For multi-dimensional, at IBM I got a slap in the face: There was a cluster of computers doing transaction processing. There was some front end load leveling that sent the next transaction to the least busy computer in the cluster. Okay. But one day one of the computers got sick, just a little sick in the head, and was doing a very silly thing -- it was throwing all its incoming transaction work into the bit bucket! Thus, this computer looked to the load leveling as not very busy and, thus, was getting nearly all the transactions. Thus, nearly all the transactions for the whole cluster were going into the bit bucket. Bummer.
So, I thought, to detect this anomaly, want somehow to look at all of the computers in the cluster at the same time and compare them with each other, that is, have all the data in some appropriate region in some space of several dimensions, a region that works whether the cluster is busy or not. So, want to be multi-dimensional, that is, don't want just threshold detectors on variables one at a time.

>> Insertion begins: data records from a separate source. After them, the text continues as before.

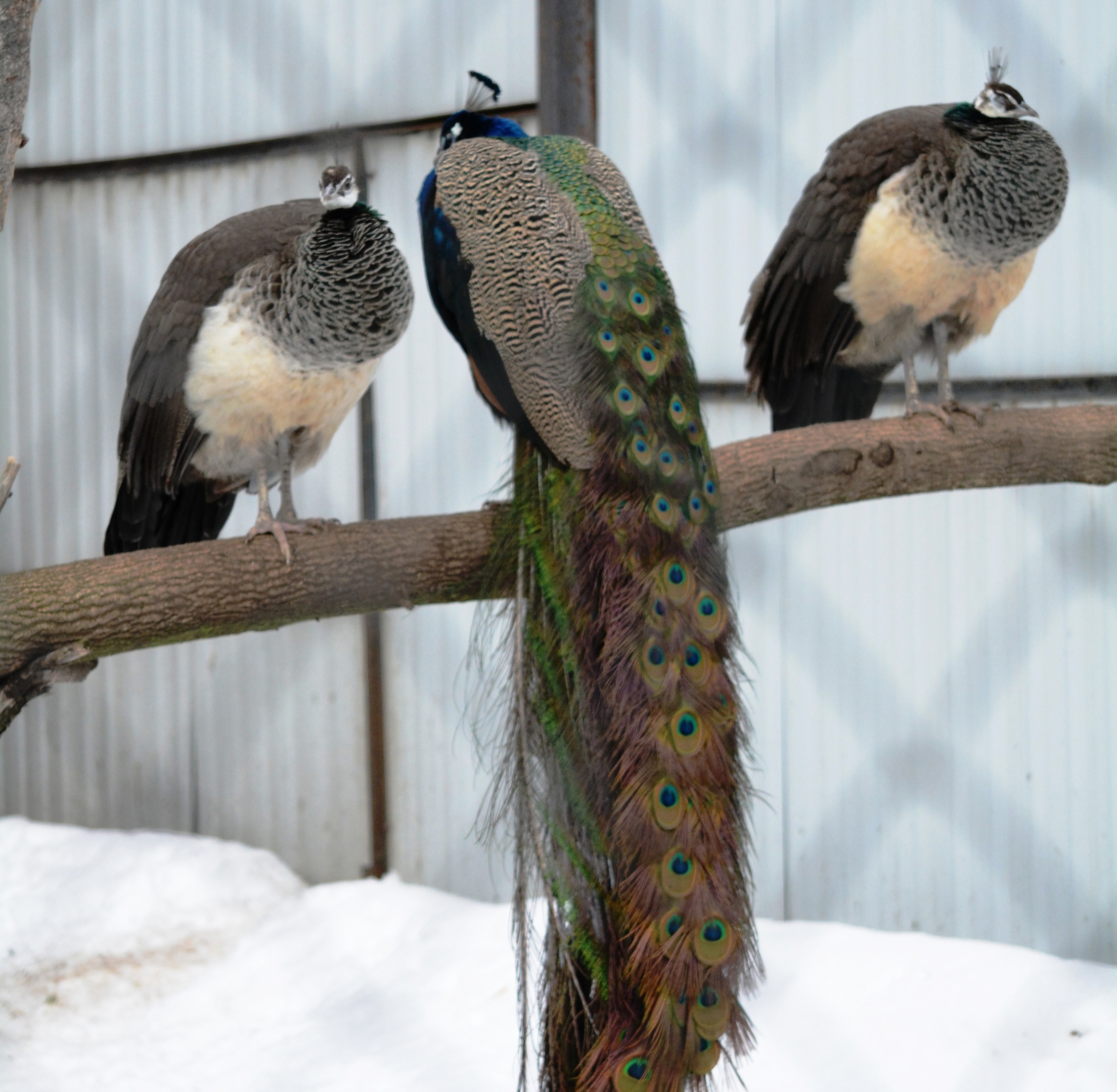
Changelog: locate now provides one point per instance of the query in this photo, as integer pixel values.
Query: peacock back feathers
(622, 773)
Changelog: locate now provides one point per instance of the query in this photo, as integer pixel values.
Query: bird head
(338, 189)
(998, 99)
(469, 123)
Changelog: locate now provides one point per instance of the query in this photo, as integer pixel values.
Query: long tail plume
(622, 773)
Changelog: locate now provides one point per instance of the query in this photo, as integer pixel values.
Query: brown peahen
(918, 231)
(265, 332)
(623, 774)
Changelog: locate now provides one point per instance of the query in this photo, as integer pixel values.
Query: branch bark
(113, 604)
(7, 480)
(16, 18)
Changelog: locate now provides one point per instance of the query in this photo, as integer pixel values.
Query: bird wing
(158, 436)
(793, 320)
(523, 255)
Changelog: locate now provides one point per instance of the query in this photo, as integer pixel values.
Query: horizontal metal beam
(1001, 390)
(246, 150)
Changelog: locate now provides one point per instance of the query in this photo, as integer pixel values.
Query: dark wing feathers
(794, 325)
(158, 438)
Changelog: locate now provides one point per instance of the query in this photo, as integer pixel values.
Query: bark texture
(112, 604)
(16, 18)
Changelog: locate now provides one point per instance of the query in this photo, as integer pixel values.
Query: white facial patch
(342, 199)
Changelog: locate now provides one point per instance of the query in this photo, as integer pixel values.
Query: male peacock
(918, 231)
(264, 333)
(623, 777)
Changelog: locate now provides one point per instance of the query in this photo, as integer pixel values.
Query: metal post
(569, 68)
(378, 780)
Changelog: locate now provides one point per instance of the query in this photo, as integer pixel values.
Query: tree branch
(7, 480)
(133, 601)
(16, 18)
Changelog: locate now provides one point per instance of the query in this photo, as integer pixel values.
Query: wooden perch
(113, 604)
(16, 19)
(7, 480)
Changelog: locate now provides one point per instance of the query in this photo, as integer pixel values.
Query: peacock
(920, 228)
(264, 333)
(622, 775)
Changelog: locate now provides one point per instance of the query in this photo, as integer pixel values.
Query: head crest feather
(998, 66)
(483, 92)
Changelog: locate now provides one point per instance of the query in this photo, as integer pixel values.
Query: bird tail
(622, 777)
(816, 395)
(153, 517)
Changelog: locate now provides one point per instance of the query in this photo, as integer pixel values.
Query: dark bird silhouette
(622, 779)
(920, 229)
(264, 333)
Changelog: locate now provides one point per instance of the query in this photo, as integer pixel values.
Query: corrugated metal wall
(720, 112)
(135, 77)
(260, 737)
(933, 677)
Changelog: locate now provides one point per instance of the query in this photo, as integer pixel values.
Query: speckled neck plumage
(343, 297)
(999, 196)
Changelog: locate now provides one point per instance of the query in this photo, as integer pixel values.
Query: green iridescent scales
(624, 265)
(680, 916)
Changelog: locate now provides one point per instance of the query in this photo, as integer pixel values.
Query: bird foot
(913, 407)
(977, 413)
(279, 529)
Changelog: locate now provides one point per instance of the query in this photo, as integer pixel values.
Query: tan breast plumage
(897, 265)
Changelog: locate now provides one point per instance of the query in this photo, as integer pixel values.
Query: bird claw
(912, 408)
(266, 525)
(977, 413)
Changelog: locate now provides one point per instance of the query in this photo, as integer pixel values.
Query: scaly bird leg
(287, 515)
(912, 403)
(947, 398)
(266, 524)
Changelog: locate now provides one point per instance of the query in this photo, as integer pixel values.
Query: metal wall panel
(260, 737)
(719, 113)
(133, 77)
(934, 696)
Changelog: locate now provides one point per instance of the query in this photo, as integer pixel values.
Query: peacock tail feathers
(622, 775)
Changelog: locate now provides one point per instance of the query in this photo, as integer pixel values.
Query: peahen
(918, 231)
(623, 778)
(264, 333)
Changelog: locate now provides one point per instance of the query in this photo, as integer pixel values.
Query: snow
(142, 961)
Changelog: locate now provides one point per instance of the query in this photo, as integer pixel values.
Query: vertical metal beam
(569, 68)
(378, 780)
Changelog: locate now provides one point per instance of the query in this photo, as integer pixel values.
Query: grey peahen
(920, 229)
(623, 778)
(264, 333)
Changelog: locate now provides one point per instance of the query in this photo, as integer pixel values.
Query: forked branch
(98, 608)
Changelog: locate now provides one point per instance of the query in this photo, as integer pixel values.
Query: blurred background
(933, 679)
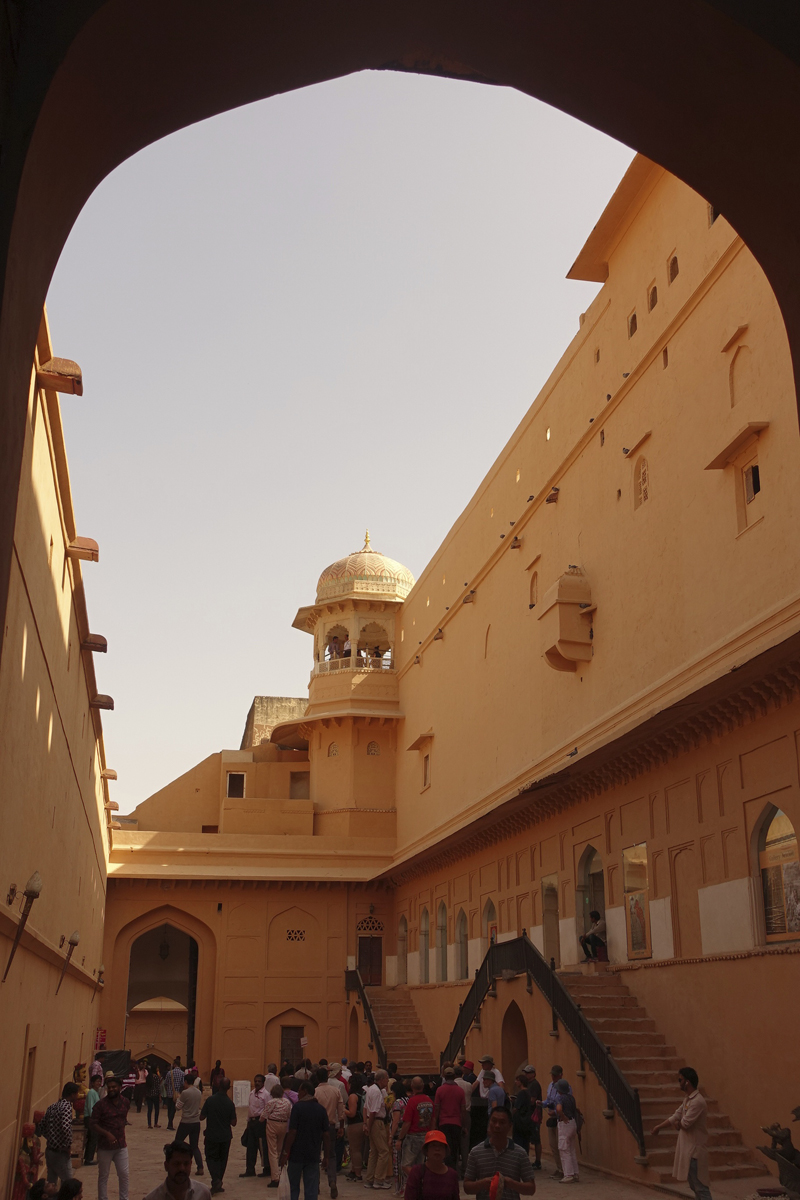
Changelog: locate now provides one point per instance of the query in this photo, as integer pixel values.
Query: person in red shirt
(449, 1108)
(417, 1121)
(433, 1180)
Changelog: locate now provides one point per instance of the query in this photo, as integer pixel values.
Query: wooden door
(290, 1048)
(371, 960)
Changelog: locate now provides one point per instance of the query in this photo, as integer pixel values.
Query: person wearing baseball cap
(433, 1180)
(449, 1108)
(481, 1107)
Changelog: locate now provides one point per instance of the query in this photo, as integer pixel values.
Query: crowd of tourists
(420, 1138)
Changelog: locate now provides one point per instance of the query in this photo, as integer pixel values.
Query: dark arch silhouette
(86, 83)
(513, 1043)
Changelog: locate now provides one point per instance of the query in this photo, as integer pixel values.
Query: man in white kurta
(692, 1151)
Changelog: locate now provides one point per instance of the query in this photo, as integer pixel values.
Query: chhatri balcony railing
(354, 664)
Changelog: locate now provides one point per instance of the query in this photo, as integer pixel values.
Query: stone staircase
(651, 1066)
(401, 1031)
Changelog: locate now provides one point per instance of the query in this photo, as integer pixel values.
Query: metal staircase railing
(521, 957)
(353, 982)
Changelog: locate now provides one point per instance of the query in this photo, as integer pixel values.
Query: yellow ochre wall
(53, 797)
(252, 977)
(680, 594)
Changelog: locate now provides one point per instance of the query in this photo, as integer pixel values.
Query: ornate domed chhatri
(365, 573)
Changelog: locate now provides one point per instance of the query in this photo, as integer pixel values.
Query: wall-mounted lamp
(31, 893)
(98, 982)
(72, 941)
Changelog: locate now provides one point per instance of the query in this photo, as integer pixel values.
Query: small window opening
(642, 483)
(236, 785)
(752, 483)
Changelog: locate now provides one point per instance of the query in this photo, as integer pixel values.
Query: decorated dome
(365, 573)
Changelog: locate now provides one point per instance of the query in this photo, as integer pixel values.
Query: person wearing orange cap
(433, 1180)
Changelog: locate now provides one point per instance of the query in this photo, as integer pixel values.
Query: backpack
(425, 1114)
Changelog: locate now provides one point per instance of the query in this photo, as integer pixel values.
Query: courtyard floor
(145, 1152)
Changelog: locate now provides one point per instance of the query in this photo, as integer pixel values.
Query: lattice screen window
(370, 925)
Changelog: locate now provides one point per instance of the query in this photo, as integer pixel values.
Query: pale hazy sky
(322, 312)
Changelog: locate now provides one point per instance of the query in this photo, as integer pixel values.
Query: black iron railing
(521, 957)
(353, 982)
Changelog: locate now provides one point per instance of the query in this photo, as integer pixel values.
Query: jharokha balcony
(360, 663)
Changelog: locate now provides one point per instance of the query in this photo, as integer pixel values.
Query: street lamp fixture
(72, 941)
(31, 893)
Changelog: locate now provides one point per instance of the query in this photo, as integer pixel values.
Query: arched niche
(115, 994)
(513, 1044)
(353, 1036)
(294, 943)
(425, 946)
(441, 942)
(488, 925)
(462, 946)
(402, 951)
(590, 892)
(776, 867)
(283, 1033)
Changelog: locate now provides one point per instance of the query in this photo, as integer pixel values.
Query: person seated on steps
(594, 942)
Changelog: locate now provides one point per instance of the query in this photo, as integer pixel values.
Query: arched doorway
(779, 869)
(425, 947)
(441, 943)
(402, 951)
(591, 888)
(162, 993)
(513, 1043)
(462, 946)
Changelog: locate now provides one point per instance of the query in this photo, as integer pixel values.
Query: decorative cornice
(761, 953)
(547, 797)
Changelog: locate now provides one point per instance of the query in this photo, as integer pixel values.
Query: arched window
(462, 955)
(780, 871)
(441, 943)
(425, 946)
(641, 481)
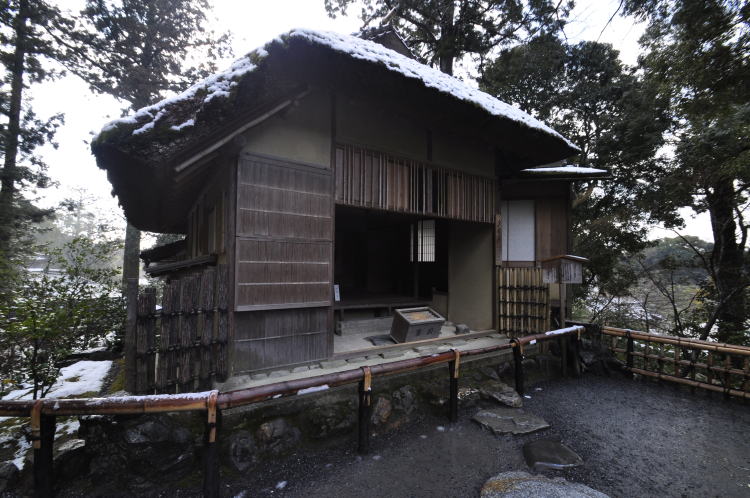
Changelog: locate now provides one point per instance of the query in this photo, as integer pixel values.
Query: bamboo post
(629, 354)
(518, 363)
(43, 438)
(575, 350)
(129, 346)
(210, 453)
(365, 405)
(453, 371)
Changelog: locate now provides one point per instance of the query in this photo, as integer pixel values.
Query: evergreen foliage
(585, 92)
(139, 51)
(696, 59)
(441, 31)
(71, 303)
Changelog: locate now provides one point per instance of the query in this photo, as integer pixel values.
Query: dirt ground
(637, 439)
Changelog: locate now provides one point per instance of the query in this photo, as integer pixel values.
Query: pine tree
(139, 51)
(696, 57)
(586, 93)
(441, 31)
(25, 45)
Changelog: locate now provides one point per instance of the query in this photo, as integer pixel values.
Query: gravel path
(637, 439)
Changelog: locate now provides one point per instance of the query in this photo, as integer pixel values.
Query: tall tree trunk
(446, 52)
(728, 261)
(8, 177)
(131, 264)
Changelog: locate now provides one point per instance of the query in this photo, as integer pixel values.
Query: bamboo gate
(522, 301)
(182, 345)
(43, 412)
(713, 366)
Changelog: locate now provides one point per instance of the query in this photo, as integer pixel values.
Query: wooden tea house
(322, 182)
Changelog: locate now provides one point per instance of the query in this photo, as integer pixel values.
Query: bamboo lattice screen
(372, 179)
(522, 301)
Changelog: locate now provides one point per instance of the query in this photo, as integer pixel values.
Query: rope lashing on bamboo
(456, 362)
(366, 379)
(36, 424)
(211, 409)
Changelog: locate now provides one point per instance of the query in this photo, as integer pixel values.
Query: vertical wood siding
(367, 178)
(283, 263)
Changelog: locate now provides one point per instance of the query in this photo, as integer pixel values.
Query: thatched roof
(140, 151)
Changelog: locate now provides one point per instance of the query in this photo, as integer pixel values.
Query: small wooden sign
(565, 269)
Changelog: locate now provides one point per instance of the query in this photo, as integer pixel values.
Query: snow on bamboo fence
(713, 366)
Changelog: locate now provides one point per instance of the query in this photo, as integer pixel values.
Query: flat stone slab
(550, 454)
(509, 421)
(525, 485)
(501, 393)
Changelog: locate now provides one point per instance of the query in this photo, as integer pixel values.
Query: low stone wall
(133, 454)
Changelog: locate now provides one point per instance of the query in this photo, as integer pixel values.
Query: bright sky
(253, 23)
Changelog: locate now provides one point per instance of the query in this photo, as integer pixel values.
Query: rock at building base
(509, 421)
(381, 411)
(550, 454)
(502, 393)
(8, 475)
(462, 328)
(525, 485)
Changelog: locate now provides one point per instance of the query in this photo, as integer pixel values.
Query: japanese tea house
(334, 176)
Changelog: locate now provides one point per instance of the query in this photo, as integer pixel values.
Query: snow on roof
(220, 85)
(569, 170)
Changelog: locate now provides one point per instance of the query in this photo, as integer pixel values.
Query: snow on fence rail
(44, 411)
(182, 346)
(717, 367)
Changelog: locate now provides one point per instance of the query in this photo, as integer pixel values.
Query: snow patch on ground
(79, 378)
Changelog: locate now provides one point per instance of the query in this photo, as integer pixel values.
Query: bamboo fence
(713, 366)
(522, 301)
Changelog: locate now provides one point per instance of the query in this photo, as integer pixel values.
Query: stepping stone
(509, 421)
(502, 393)
(423, 350)
(524, 485)
(550, 454)
(391, 354)
(381, 340)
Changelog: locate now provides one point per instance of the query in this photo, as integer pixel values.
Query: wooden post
(518, 362)
(210, 451)
(453, 400)
(44, 438)
(365, 404)
(575, 351)
(129, 345)
(563, 304)
(629, 355)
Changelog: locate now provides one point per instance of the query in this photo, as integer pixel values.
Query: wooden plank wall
(284, 254)
(522, 301)
(367, 178)
(183, 346)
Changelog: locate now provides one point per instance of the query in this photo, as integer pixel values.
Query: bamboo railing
(43, 412)
(725, 367)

There are more war stories where the importance of being multi-dimensional is crucial. Really, commonly separating multi-dimensional data into its components and treating the components separately can be throwing away a lot of crucial information which stands to give a poor combination of false alarm rate and detection rate.
Heck, in principle the region of healthy performance can be a fractal, say, like the Mandelbrot set, and, so, somehow we need to approximate that. Can we do that? Basically with nearest neighbor, or k-nearest neighbors (which also works), yes.
There is now a good opportunity for my work: My work can use a LOT of training data, and in the near real-time detection work can want to do a lot with that data. So, could use fast access to a lot of data which doesn't change very fast. So, sure, use some big solid state disks (SSDs)! A few of the Samsung 14 TB drives should do wonders for my paper!
My view is, anyone doing monitoring of a large server farm or network and not using what is in my paper is not being fully serious. And, since get to adjust false alarm rate, say, to one a month, can't say that can't afford the extra false alarms.
Uh, I left out: For each alarm, get told the lowest false alarm rate at which the real-time input data is still an alarm -- so get an indication of alarm seriousness.
More is possible, but at least have to be using what I cooked up in 1990, wrote prototype software for in the early 1990s, and published in 1999.
I did the work a long time ago, guys! And since then, there have been various serious consequences from anomalies, intrusions, etc. Maybe in some of those cases, my work would have done good, early detection. My work looks a heck of a lot better than anything else!